The dominant theme of the story is the "Importance and Power of a Guilty Conscience. While Goodsoon arguably doesn't have a guilty conscience he carries the traits of many other sub-themes. The first sub-theme that Goodson can be related to is honesty. Unlike many other members of Hadleyburg, Goodson was actually an honest person. He didn't tell lies, and he was honest about his disgust of Hadleyburg. The second sub-theme Goodson can relate to is truth. Not only, did Goodson always tell the truth, Goodson also saw the "truth" behind the residents of Hadleyburg which caused him to despise the town. Goodson did not like the self-righteous act displayed by many residents of Hadleyburg. The last sub-theme that Goodson related to is human relationships.
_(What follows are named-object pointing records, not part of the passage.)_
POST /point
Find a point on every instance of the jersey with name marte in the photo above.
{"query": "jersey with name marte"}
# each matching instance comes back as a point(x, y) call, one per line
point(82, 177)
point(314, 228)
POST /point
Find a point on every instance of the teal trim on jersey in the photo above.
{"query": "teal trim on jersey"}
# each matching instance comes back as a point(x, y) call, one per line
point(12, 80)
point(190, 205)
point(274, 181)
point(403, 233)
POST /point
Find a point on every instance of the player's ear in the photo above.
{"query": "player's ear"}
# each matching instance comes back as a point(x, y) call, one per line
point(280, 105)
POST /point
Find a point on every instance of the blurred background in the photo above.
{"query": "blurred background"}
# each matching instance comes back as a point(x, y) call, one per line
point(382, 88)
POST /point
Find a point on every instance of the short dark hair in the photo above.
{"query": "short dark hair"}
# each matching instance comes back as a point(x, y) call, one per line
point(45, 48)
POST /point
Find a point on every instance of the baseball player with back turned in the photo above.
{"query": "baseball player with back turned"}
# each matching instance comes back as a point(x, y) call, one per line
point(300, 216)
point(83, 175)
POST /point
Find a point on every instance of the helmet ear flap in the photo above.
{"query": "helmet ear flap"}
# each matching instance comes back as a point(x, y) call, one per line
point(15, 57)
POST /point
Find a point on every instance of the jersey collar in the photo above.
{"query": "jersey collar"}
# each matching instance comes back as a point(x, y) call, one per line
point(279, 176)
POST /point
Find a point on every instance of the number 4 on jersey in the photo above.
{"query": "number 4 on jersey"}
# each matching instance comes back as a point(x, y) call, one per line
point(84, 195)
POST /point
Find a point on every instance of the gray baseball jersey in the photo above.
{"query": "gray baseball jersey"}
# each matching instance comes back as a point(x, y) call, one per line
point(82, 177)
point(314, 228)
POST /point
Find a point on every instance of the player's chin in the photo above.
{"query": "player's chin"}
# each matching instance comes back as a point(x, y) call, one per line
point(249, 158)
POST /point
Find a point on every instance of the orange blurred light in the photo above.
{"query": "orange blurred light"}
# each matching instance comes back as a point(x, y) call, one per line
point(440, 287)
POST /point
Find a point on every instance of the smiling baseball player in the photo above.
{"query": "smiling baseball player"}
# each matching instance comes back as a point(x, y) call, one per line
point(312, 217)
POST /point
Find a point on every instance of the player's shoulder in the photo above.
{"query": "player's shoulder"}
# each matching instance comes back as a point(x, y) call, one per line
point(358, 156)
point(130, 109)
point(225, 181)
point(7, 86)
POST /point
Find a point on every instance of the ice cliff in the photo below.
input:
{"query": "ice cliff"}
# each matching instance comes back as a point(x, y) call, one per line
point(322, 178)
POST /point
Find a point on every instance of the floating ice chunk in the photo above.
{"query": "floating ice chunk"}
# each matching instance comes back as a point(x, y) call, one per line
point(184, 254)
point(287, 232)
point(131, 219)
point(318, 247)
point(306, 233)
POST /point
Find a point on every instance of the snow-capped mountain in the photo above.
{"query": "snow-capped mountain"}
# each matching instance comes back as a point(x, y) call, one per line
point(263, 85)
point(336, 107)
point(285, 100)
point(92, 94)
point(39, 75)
Goodson didn't have many "good" relationships with the other townsmen because they disliked him for his straightforwardness and honesty. Goodsoon had a lover in the past but he was "saved" by the town after they killed her off due to her having Negro blood running through her veins. This incident caused Goodson to hate other humans and hate relationships with other humans. Overall, Goodson is a very important character in the story, as he was before the time of his death one of the very few honest individuals left in the story. In fact Goodson was so honest, the stranger couldn't advance his plans until after Goodson's death because everybody in the town would have believed that it was Goodson who gave the stranger the $20.